Challenges related to cloud storage

In the area of cloud data management, a significant milestone is the emergence of the Map-Reduce parallel programming paradigm, currently used on most cloud platforms, following the trend set up by Amazon. At the core of Map-Reduce frameworks lies a key component, which must meet a series of specific requirements that have not fully been met yet by existing solutions: the ability to provide efficient fine-grain access to the files, while sustaining a high throughput in spite of heavy access concurrency. Additionally, as thousands of clients simultaneously access shared data, it is critical to preserve fault-tolerance and security requirements.

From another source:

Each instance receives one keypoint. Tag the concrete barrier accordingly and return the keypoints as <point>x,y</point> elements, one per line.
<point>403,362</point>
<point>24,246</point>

Challenges related to data-intensive HPC applications

The requirements exhibited by climate simulations specifically highlight a major, more general research topic. They have been clearly identified by international panels of experts like IESP, EESI, ETP4HPC in the context of HPC simulations running on post-Petascale supercomputers. A jump of one order of magnitude in the size of numerical simulations is required to address some of the fundamental questions in several communities such as climate modeling, solid earth sciences or astrophysics. In this context, the lack of data- intensive infrastructures and methodologies to analyze huge simulations is a growing limiting factor. The challenge is to find new ways to store and analyze massive outputs of data during and after the simulation without impacting the overall performance.

The overall goal of the KerData project-team is to bring a substantial contribution to the effort of the research community to address the above challenges. KerData aims to design and implement distributed algorithms for scalable data storage and input/output management for efficient large-scale data processing. We target two main execution infrastructures: cloud platforms and post-Petascale HPC supercomputers. We are also looking at other kinds of infrastructures (that we are considering as secondary), e.g. hybrid platforms combining enterprise desktop grids extended to cloud platforms. Our collaboration portfolio includes international teams that are active in this area both in Academia (e.g., Argonne National Lab, University of Illinois at Urbana-Champaign, Barcelona Supercomputing Centre) and Industry (Microsoft, IBM).